If writeRaw is true, OSMTransform pushes compressed OSMData blocks into output. In this case the next Writable in the pipeline should inflate the data blocks and call parse to convert them into an array of nodes, etc. The package export this function as:

export function parse(osmdata: Buffer, options: OSMTransform|OSMOptions): Array<object>;

For example:

new Promise(resolve => {
    createReadStream(file)
        .pipe(new OSMTransform({writeRaw: true}))
        .pipe(rawWritable)
        .on('finish', resolve)
        .on('error', e => console.error(e));
});

where the RawWritable class does the job:

const rawWritable = new Writable({
    objectMode: true,
    write(chunk, enc, next) {
        if (chunk instanceof Buffer) {
            let buf = inflateSync(chunk);
            let batch = parse(buf, {withTags: true, withInfo: false});
            // ... do something with batch
        } else
            // chunk[0] contains OSM Header
        next();
    }
});

Performance

The script test.js does nothing but counts nodes, ways and relations in the input stream. Here is the speed of parsing canada-latest.osm.pbf as of Nov. 2022, about 2.75 GB in size, using OSMTransform with withTags=true, withInfo=false:

  • on ASUS StudioBook (i7-9750H, DDR4-2666): 2m50s, about 2.37 millions items per second.

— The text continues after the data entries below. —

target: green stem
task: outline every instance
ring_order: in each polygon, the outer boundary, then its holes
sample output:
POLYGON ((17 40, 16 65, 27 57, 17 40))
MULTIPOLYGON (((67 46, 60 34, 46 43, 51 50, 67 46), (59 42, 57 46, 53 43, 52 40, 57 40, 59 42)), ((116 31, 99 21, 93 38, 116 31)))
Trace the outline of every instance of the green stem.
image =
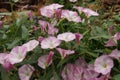
POLYGON ((62 63, 63 63, 63 59, 60 60, 60 62, 59 62, 58 65, 57 65, 57 68, 61 67, 61 66, 62 66, 62 63))
POLYGON ((64 45, 67 49, 71 49, 71 43, 70 42, 65 42, 65 45, 64 45))
POLYGON ((54 63, 52 63, 52 70, 53 70, 53 75, 57 76, 57 80, 61 80, 60 79, 60 74, 56 72, 56 68, 55 68, 54 63))
POLYGON ((46 69, 45 69, 44 75, 43 75, 43 79, 45 79, 45 78, 46 78, 46 69))
POLYGON ((63 20, 64 20, 64 18, 63 18, 63 19, 60 19, 60 21, 56 24, 56 26, 59 26, 59 24, 60 24, 63 20))
POLYGON ((13 6, 14 6, 14 3, 10 2, 11 12, 13 12, 13 6))
POLYGON ((90 30, 87 30, 83 33, 83 36, 85 36, 90 30))

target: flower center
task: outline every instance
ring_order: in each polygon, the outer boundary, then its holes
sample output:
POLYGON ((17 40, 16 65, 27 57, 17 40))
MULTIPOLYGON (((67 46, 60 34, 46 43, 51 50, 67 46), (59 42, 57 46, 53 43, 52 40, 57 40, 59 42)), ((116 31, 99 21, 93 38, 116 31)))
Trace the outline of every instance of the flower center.
POLYGON ((104 68, 107 68, 107 64, 104 63, 104 64, 103 64, 103 67, 104 67, 104 68))
POLYGON ((22 59, 22 55, 21 54, 18 55, 18 59, 22 59))
POLYGON ((25 73, 25 75, 26 75, 26 76, 29 76, 29 75, 30 75, 30 73, 29 73, 29 72, 26 72, 26 73, 25 73))
POLYGON ((52 43, 50 43, 50 49, 53 49, 54 45, 52 43))

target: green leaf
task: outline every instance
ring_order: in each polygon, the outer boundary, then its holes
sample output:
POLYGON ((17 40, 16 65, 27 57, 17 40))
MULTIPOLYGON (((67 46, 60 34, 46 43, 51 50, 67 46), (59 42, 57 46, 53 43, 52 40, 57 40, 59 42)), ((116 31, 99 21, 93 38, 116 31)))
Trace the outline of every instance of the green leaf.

  • on Intel NUC-12 (i9-12900, DDR4-3200, NVMe SSD): 1m55s, about 3.5 millions items per second.

For some reason parsing of really big files is slower. Parsing 67GB of planet-latest.osm.pbf took 1h22m (1.8 millions items per second) on NUC-12.

The speed of createOSMStream is about 1.6 times lower, apparently because it executes yield millions of times.

Limitations

The OSMData blocks are supposed to be inflatable by inflate from node:zlib, the compressed data in zlib_data. Other compression methods are not implemented.

Notes

This module uses the synchronous inflateSync from node:zlib. The asynchronous inflate may result in a better speed, but I haven't seen more that 10% faster. On the other hand it uses considerably more memory. To my opinion, using the writeRaw mode and worker threads on the Writable side leads to much better results.